Bugün Hadisi bütünüyle zan olarak ilân edip şüphe altında bırakanların bilmedikleri yahut bilmez göründükleri şey, hadis ilimlerinin de ayrı bir disiplin teşkil ettiği ve bu konuda herkesin gelişigüzel ahkâm kesemeyeceği gerçeğidir. Fakat kalp rahatsızlığımız için bevliye uzmanına gitmeyi hiçbir zaman aklından geçirmeyen bizler, bundan daha vahîm bir hatâyı din konusunda yapıyor ve Peygamber mirasını, velev ilâhiyatçı bile olsa bu sahanın uzmanı olmayan — veya uzmanı görünse de eğitimi başka türlü telâkkilerle yoğurulmuş ve Hadis’e karşı ön yargılarla şekillenmiş — bir kısım insanların uluorta iddialarına kurban verebiliyoruz.

***

Kur’ân veya Hadis söz konusu olduğunda hemen hatırlamamız gereken iki husus vardır.

Birincisi: Kur’ân’ın gerçek mânâda müfessiri sadece Kur’ân ve Hadistir; bizim tefsir olarak adlandırmaya alıştığımız şey ise, aslında tevildir. Tevil yorumdur; tefsirde ise kesinlik vardır. Hadisin Kur’ân’ı tefsirinde eğer kesinlik olmasaydı, Hz. Peygambere verilen Kur’ân’ı açıklama görevi (bk. Nahl, 16:44, 64) hâşâ asılsız bir iddia olarak kalırdı.

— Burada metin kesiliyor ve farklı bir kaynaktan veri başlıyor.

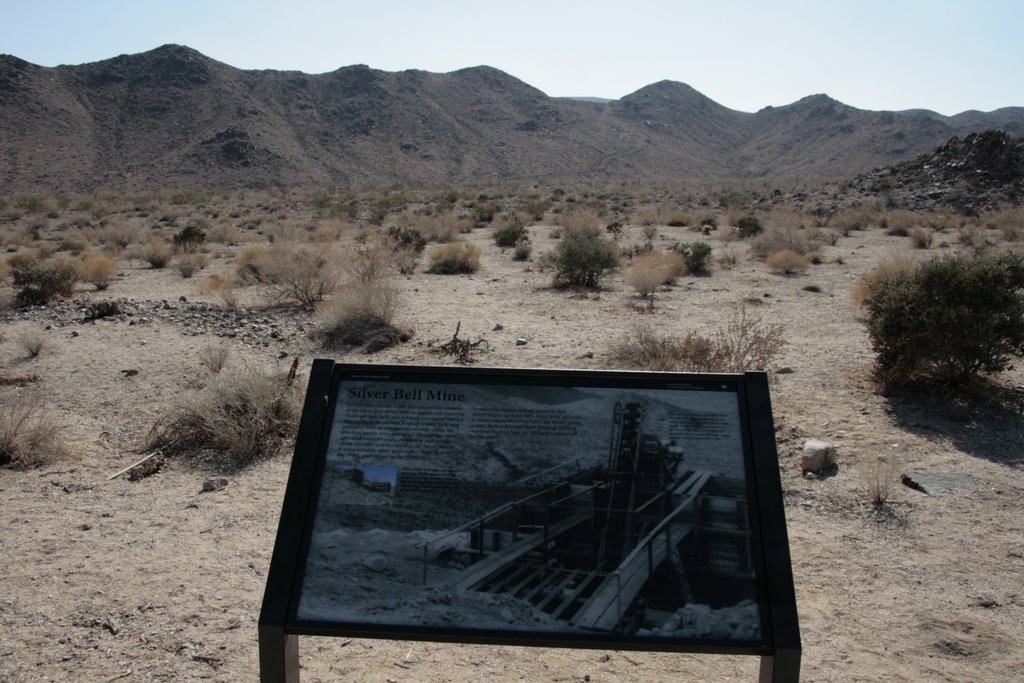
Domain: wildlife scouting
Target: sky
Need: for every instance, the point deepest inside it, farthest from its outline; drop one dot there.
(943, 55)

İkincisi: Sünnete bizzat Kur’ân tarafından verilen bir isim de “Hikmet”tir. Birçok âyette Resulullahın bize “Kitap ile Hikmeti öğrettiği” hatırlatılır.[1] Sünnetin Kur’ân’da bu sıfatla anılması ve bunun defalarca tekrarlanması da elbette bir “hikmete” mebnîdir. Yüce Allah, böyle yapmakla bize Peygamberimizden intikal eden mirasta şüphe, tereddüt, abesiyet, hatâ, mânâsızlık gibi şeylerin bulunmayacağını tekrar tekrar hatırlatmıştır. Onun için, eğer bir mü’minin hayatında tam merkeze oturmaya lâyık olan birşey varsa, o da baştan sona hikmetten ve Kur’ân’ın hakikî tefsirinden ibaret olan Sünnettir, Hadistir.

Bu gerçeğin ihmali halinde hikmetten de, Kur’ân’dan da uzaklaşmış olacağımıza dair şahit olarak ise, bugünkü fotoğrafımızdan başka pek az şeye ihtiyaç vardır.

Ümit Şimşek

[1] Bkz. Bakara, 2:129, 151, 231; Âl-i İmrân, 3:164; Nisâ, 4:113; Cum’a, 62:2.